First Department of Propedeutic and Internal Medicine, Joint Academic Rheumatology Program, 75 Mikras Asias Str, 11527, Athens, Greece.
Clin Rheumatol. 2022 Jun;41(6):1919-1923. doi: 10.1007/s10067-022-06190-3. Epub 2022 May 2.

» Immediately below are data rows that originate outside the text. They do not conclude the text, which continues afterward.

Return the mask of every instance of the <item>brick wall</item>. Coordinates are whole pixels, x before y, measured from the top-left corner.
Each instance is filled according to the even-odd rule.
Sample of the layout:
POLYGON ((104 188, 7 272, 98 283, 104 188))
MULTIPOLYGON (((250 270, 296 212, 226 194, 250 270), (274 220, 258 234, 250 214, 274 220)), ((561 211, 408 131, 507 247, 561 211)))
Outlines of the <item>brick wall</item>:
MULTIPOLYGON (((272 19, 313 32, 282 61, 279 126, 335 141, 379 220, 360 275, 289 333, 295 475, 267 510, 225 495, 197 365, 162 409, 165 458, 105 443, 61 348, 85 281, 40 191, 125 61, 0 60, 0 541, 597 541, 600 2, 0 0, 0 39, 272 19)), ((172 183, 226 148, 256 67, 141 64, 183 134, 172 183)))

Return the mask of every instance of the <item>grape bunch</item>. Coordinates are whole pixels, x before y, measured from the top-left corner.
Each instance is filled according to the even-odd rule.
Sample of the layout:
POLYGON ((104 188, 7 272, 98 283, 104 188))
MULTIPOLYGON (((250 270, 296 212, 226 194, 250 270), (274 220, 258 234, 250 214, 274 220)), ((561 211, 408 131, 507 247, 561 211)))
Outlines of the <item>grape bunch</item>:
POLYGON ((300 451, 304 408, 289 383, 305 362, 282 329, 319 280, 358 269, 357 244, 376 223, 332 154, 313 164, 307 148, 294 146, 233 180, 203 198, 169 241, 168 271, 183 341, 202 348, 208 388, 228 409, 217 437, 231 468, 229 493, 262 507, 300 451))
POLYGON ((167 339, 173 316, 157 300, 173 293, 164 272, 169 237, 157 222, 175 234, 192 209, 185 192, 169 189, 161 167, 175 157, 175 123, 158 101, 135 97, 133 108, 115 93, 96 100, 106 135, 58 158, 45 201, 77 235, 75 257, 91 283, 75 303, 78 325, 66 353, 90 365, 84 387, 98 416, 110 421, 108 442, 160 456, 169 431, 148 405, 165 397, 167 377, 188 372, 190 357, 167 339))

COVID-19 has been associated with increased morbidity and mortality, globally. Whether COVID-19-related mortality is increased in patients with systemic rheumatic diseases (SRDs) is still debatable. Although results are somewhat conflicting, there are a handful of nationwide studies published indicating that, in individuals with SRD, there is signal for increased adverse COVID-19-related outcomes and higher mortality. It appears that there are differences in COVID-19-related mortality across various SRDs. Besides, certain disease-specific (disease activity, disease duration, medication received) and/or other features (e.g. comorbidities) seem to also affect COVID-19-related mortality in SRD patients. Herein, we wanted to highlight that a more individualized approach taking into consideration the effect of the aforementioned factors into the risk calculation for COVID-19 adverse outcomes, including mortality, in SRD patients is warranted. A multinational study based on nationwide data, examining all common SRDs and stratifying accordingly, would be of interest, toward this direction. Key Points • It is still debatable whether Covid-19-related mortality is increased in patients with sytemic rheumatic diseases (SRD). • Disease-specific risk factors (e.g. type of SRD, disease activity) should be taken into account in risk assessment for Covid-19-releted outcomes in SRD patients.
COVID-19 与全球范围内的发病率和死亡率增加有关。COVID-19 相关死亡率是否在系统性风湿病(SRD)患者中增加仍存在争议。尽管结果有些矛盾,但有一些全国性研究表明,在患有 SRD 的个体中,存在 COVID-19 相关不良结局和更高死亡率的信号。似乎不同的 SRD 之间 COVID-19 相关死亡率存在差异。此外,某些特定于疾病的因素(疾病活动度、疾病持续时间、接受的药物)和/或其他特征(例如合并症)似乎也会影响 SRD 患者的 COVID-19 相关死亡率。在此,我们想强调,需要采取更个体化的方法,考虑到上述因素对 SRD 患者 COVID-19 不良结局(包括死亡率)风险计算的影响。一项基于全国性数据的多国研究,检查所有常见的 SRD 并进行相应分层,将对此方向感兴趣。要点:• COVID-19 相关死亡率是否在系统性风湿病(SRD)患者中增加仍存在争议。• 在评估 SRD 患者 COVID-19 相关结局的风险时,应考虑特定于疾病的危险因素(例如 SRD 的类型、疾病活动度)。